Je me demande ce qu’ont dû ressentir les victimes, écrasées, torturées par des bourreaux ignares, incultes, stupides…
J’imagine que jusqu’au bout elles se sont demandées pourquoipour quoi fairepourquoi moi ? Pourquoi cette souffrance ?
Ils sont morts sans comprendre.

Les hommes et les femmes qui ont subit cette tyrannie sont sans doute morts sans comprendre qu’un homme ou une femme  à qui on donne le pouvoir sur un autre homme ou une autre femme puisse faire ça

 

Tout ce qui a été fait ici bas a été fait par goût du pouvoir.
Celui de régner en maître absolu, de faire le pire et après le pire, pire encore.
Le plus médiocre, le plus vil des humains transformé en Dieux.
Car voilà que tout devient possible : ne plus forcer, ne plus travailler, ne plus craindre rien ni personne : le pouvoir total sur sa propre vie et celle des autres.
Ils étaient peu nombreux, oui, mais armés. Et drôlement motivés.
Enragés comme les humains savent l’être.
Les tortures ont été conduites tant par des hommes que par des femmes ou des enfants. Des enfants. Parfois leurs propres enfants.
Séparés très jeunes de leurs parents, élevés dans des camps sans aucun sens moral, ils sont devenus des monstres.
Une gifle donnée à son propre enfant était sanctionné par la peine de mort.
Des matons âgés de dix ans torturaient joyeusement leurs aînés. Ils étaient les plus cruels…

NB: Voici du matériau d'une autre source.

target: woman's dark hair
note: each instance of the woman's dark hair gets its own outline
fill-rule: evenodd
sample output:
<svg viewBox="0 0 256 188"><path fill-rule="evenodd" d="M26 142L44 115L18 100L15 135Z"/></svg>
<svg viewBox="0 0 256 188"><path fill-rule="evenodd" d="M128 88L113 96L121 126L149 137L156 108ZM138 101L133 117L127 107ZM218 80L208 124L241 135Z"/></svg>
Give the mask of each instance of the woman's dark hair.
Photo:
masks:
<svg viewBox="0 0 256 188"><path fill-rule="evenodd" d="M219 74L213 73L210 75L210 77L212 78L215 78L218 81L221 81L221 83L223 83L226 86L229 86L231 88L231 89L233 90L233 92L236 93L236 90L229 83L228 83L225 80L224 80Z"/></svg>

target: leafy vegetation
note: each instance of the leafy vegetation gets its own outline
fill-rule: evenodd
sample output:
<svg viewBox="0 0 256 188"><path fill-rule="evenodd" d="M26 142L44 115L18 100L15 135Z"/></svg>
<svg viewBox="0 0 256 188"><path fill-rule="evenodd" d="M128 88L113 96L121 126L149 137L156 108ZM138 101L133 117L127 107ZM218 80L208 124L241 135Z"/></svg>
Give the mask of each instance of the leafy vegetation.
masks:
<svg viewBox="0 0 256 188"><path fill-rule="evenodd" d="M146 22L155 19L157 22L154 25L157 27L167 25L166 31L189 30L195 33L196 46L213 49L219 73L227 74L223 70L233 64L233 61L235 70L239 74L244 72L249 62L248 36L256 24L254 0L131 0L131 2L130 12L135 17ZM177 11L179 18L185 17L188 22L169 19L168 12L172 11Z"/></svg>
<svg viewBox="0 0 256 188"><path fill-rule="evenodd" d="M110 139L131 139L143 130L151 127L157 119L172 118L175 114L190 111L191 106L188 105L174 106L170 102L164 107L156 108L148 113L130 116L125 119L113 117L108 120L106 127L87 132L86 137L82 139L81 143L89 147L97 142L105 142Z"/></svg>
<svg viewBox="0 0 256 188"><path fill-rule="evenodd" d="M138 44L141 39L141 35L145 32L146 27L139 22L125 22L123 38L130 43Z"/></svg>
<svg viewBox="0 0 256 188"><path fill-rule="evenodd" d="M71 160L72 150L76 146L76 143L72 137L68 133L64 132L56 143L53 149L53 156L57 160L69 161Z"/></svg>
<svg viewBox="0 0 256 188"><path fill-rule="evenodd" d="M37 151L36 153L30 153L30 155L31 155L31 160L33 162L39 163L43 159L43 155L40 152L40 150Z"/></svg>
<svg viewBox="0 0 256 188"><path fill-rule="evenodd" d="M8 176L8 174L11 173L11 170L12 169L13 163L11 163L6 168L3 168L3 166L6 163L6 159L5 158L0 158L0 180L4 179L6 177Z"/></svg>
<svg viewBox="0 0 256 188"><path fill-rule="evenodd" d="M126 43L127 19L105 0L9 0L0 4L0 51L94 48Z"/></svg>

C’était le Cambodge en 1975. C’était il y à peine plus de quarante ans

 

C’est toujours la même histoire.
Rien de nouveau, d’insurmontable.
Rien que nous ne sachions combattre.
Tout est possible dans l’horreur. Vraiment tout et n’importe quoi.
Le soleil finit toujours par se lever sur les ténèbres.
Aucun tyran ne peut empêcher cela.
Même le pire s’arrête un jour.
L’arbre sur lequel on fracassait les bébés abrite le chant des oiseaux dans sa fière ramure.
Le soleil se couche aussi magnifiquement sur le petit lac du camp d’extermination, lui qui fut rempli ras la gueule de cadavres… comme si de rien n’était.
Mais il n’en est rien, car j’apprends l’histoire.
J’en fais le tour, d’un pas lent en écoutant les témoins du passé.
Le ciel devient rose, puis rouge…
Je suis là aujourd’hui, j’écoute votre histoire.
Je suis là, et parce que je suis là, moi qui vient de si loin, l’histoire se finira bien.
Les enfants grandiront à nouveau, ils apprendront à faire de leur mieux.
Nous y veillerons.

Voyager, c'est aussi entendre, apprendre, comprendre

Voyager c’est aussi aller à la rencontre des gens. Loin de l’Europe, les enfants sont partout : dans les rues, les marchés, les fêtes, les villages…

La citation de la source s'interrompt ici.